Humanities / ME [2012]

The Denmark Arts Center is pleased to partner with the Maine Humanities Council to present Humanities/Me, a unique series of events that take a look at the past, present, and future of life in rural Maine. With these three projects, we hope to illuminate the living history of our area, and to shine a light on the inter-connectedness of the present and the past, the local and the global, and the individual with the communal. The DAC is pleased to host special guests for post-show discussions.


SATURDAY, JUNE 16
WELCOME TO LEE, ME
Presented by Director Bill Perna
7:30pm, $10 Suggested

Welcome to Lee Maine is a film about a small close-knit community in rural Maine; (pop 845) that must deal with devastating news that it has become the smallest community in America to lose two sons in the Iraqi War. Lee, Maine is a town with strong Christian, patriotic and traditional values that struggles to overcome it’s heartbreak. While many have very different views of the war, they are united in their support of the families and each other in their loss.  Join director Bill Perna after the film for a brief discussion and Q&A, moderated by DAC Artistic Director Jamie Hook.

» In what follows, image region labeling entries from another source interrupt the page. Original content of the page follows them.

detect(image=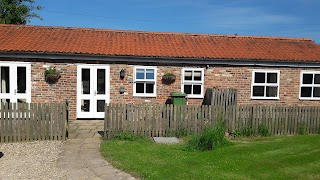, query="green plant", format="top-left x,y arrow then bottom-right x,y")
298,122 -> 307,135
100,135 -> 320,180
44,67 -> 60,75
231,126 -> 256,137
167,128 -> 188,138
187,121 -> 227,151
258,124 -> 271,137
44,67 -> 61,84
111,132 -> 144,141
162,73 -> 176,84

Bill Perna studied film at NYU before beginning a 20-year career in Marketing and Advertising. He built his career working in New York for advertising agencies, Grey Advertising, Wells Rich Greene and Doyle Dane Bernbach. More recently, he worked for a time with legendary documentarian Albert Maysles, before moving to Maine.  He lives in Freeport, Me.


FRIDAY, JULY 6
IN THE BLOOD
Presented by, and with a live score performed by Director Sumner McKane
7:30pm $10 Suggested

For over four centuries, the forests of Maine have fed the hunger of the great cities of the East Coast and beyond.   Sumner McKane’s incredible new documentary tells the stories of the Lumbermen who made modern Maine, documenting their hardships within the rugged beauty of the early 20th century North Woods.  Laying oral histories of surviving lumbermen over breath-taking archival footage and photographs of the worlds they inhabited, In the Blood brings the past to shimmering life.   Director McKane will present an expanded screening of In The Blood complete with a live score and supplemental photographs.  Join us after the screening for a discussion about Maine history, moderated by Denmark Historical Society president JoAnn Harbourt.

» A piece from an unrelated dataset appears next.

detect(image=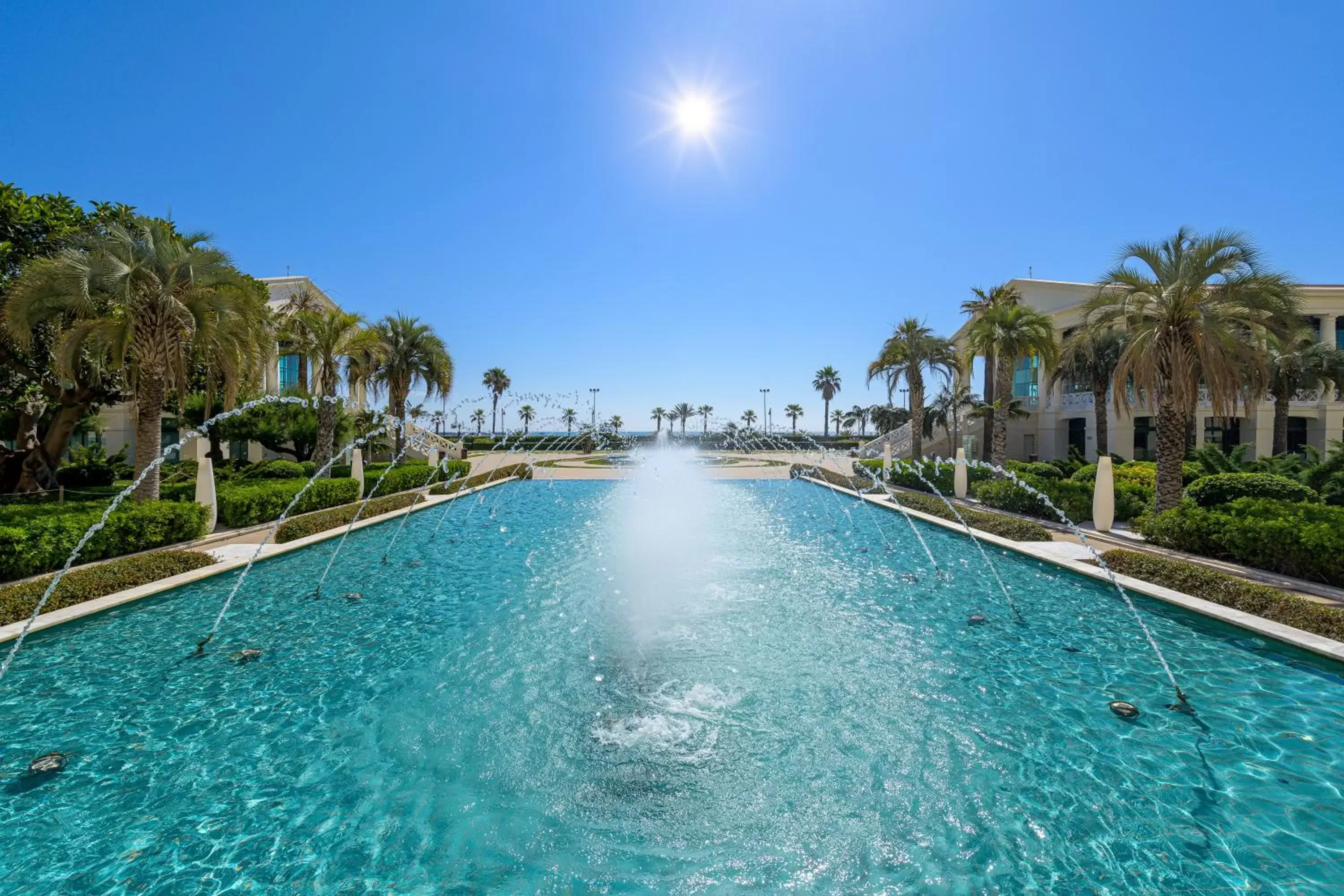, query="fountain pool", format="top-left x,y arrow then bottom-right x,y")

Sumner McKane is a musician and filmmaker based in Wiscasset, Maine.  Originally from Damariscotta, McKane became interested in the lives of turn-of-the-century Maine lumbermen after seeing a short documentary on the subject.


SATURDAY, AUGUST 11, 7:30pm
BRAVING THE MIDDLE GROUND
Performed by Storyteller Jo Radner
7:30pm, $10 Suggested

The stories we hear about our ancestors tell us who we are. What happens when we discover the stories that others have never told us?  Jo has unearthed troubling stories about her forebears and their Indian neighbors in colonial Fryeburg. This performance weaves those accounts with contemporary Abenaki legends and oral traditions to portray a “middle ground” where English settlers and Native peoples saw one another as defenders and trespassers, pursuers and refugees, kind neighbors and ruthless destroyers. Storyteller Jo Radner will present an evening of story, and will participate in a Q&A afterwards.

Jo Radner, of Lovell, ME, is a storyteller, oral historian, and folklorist who has performed and taught in venues from Maine to Hawaii.  Her stories favor characters whose lives defeat simple explanations; some of these are on her new CD, Yankee Ingenuity: Stories of Headstrong and Resourceful People.  She is past president of the American Folklore Society and the National Storytelling Network.